Keywords: Dioscorea rotundata, yam, dormancy, phases of dormancy, plant growth regulator, primary thickening meristem, tuber germinating meristem, shoot apical meristem
INTRODUCTION
Yams belong to the monocotyledonous family Dioscoreaceae and genus Dioscorea. They are grown for their tubers or storage organs, which may be subterranean (e.g. D. rotundata, D. alata) or aerial (e.g. D. bulbilifera), and serve a dual agricultural function as source of food and planting material (Coursey, 1967; Hahn, 1995). Yam tubers exhibit dormancy, which prevents precocious sprouting (germination), prolongs storability and maintains food quality. Yams are grown in regions on three continents: West Africa, South America and Asia (Coursey, 1967; Alexander and Coursey, 1969; Ayensu and Coursey, 1972). In West Africa yams are a major source of nourishment to millions of people, as well as being a crop of prestige and cultural importance (Coursey, 1967; Martin and Sadik, 1977). The most important species in West Africa are white yam (D. rotundata) and water yam (D. alata).

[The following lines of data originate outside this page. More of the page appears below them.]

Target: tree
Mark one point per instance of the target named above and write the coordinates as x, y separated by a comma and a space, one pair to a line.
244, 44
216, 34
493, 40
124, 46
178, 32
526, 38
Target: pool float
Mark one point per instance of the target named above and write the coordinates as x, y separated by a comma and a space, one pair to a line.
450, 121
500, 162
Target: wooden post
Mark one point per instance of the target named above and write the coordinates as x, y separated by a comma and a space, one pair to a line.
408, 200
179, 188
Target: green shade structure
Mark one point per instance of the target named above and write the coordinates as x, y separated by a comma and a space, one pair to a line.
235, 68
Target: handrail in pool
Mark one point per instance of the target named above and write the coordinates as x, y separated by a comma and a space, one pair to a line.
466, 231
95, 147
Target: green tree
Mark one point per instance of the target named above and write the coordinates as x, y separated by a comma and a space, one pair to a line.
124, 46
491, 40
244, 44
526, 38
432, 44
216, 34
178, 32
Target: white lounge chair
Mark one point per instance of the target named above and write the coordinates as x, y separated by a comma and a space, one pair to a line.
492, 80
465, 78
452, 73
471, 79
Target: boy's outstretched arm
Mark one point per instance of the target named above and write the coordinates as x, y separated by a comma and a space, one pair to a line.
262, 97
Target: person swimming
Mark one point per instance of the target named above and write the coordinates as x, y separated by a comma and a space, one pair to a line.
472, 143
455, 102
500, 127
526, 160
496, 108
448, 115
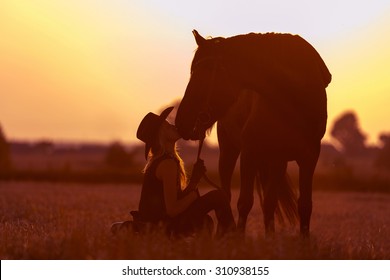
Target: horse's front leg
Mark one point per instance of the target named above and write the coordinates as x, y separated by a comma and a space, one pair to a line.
228, 155
306, 170
275, 176
245, 201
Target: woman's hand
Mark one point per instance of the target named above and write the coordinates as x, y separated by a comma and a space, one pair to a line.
197, 172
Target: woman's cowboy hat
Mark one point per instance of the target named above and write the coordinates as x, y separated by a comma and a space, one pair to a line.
149, 126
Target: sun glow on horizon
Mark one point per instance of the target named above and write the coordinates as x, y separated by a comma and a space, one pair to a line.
90, 70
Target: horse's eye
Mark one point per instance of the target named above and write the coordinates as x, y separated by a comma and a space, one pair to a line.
204, 117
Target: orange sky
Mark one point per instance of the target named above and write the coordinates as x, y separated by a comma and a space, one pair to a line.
90, 70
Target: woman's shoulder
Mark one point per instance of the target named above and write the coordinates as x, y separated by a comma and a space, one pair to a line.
167, 167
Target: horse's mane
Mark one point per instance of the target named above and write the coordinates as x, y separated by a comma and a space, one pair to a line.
264, 46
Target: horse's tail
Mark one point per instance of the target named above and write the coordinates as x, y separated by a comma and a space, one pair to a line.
287, 199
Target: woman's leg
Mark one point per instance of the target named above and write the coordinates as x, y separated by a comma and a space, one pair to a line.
213, 200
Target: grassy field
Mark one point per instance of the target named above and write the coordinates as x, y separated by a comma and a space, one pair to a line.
72, 221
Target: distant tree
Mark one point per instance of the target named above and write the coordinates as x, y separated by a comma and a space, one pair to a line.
347, 132
117, 156
383, 158
5, 157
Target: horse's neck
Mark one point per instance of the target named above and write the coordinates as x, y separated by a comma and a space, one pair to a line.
237, 115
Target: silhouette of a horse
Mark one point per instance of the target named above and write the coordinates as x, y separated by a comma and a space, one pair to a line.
268, 93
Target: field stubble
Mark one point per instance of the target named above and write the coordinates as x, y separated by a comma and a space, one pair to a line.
72, 221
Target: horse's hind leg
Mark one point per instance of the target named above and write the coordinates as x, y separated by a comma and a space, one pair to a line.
228, 155
245, 201
306, 170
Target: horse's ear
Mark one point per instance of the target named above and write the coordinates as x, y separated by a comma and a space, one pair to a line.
198, 38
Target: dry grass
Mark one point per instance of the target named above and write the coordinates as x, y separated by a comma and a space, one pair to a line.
71, 221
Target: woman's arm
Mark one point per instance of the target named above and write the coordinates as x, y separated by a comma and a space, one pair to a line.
167, 172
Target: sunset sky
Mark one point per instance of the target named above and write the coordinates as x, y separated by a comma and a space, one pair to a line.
89, 70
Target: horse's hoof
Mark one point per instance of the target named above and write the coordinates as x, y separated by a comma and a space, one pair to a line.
120, 226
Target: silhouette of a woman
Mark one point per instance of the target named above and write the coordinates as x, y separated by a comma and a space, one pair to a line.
165, 198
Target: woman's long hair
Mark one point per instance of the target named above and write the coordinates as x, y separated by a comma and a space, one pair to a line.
158, 150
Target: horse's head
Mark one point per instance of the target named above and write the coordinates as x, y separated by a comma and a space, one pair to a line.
209, 92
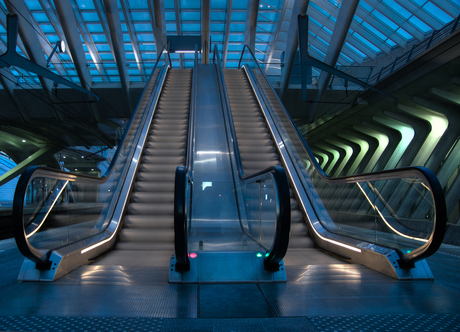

Yams are grown as annuals with tubers being planted between February (in the humid forest) and April (in the Guinea savanna) in West Africa. Harvesting is sometimes done 180 d after planting (DAP), i.e. in August in the humid forest agroecological zone, but mostly when the shoot senesces about 180 to 270 d later in the Guinea savanna and humid forest, respectively (i.e. October and November, respectively). Harvested tubers remain dormant (i.e. incapable of developing an internal shoot bud or external shoot bud/sprout) for 30 to 150 d depending on date of harvest, species, and growing and storage environmental conditions (Passam, 1982; Orkwor and Ekanayake, 1998). Thus, only one crop cycle is possible per year, restricting supply (Olayide et al., 1972) and the rate of progress of crop improvement. Breaking or shortening dormancy in yam is a priority for yam breeders (Asiedu et al., 1998) but the control of dormancy is not well understood (Passam, 1982; Suttle, 1996).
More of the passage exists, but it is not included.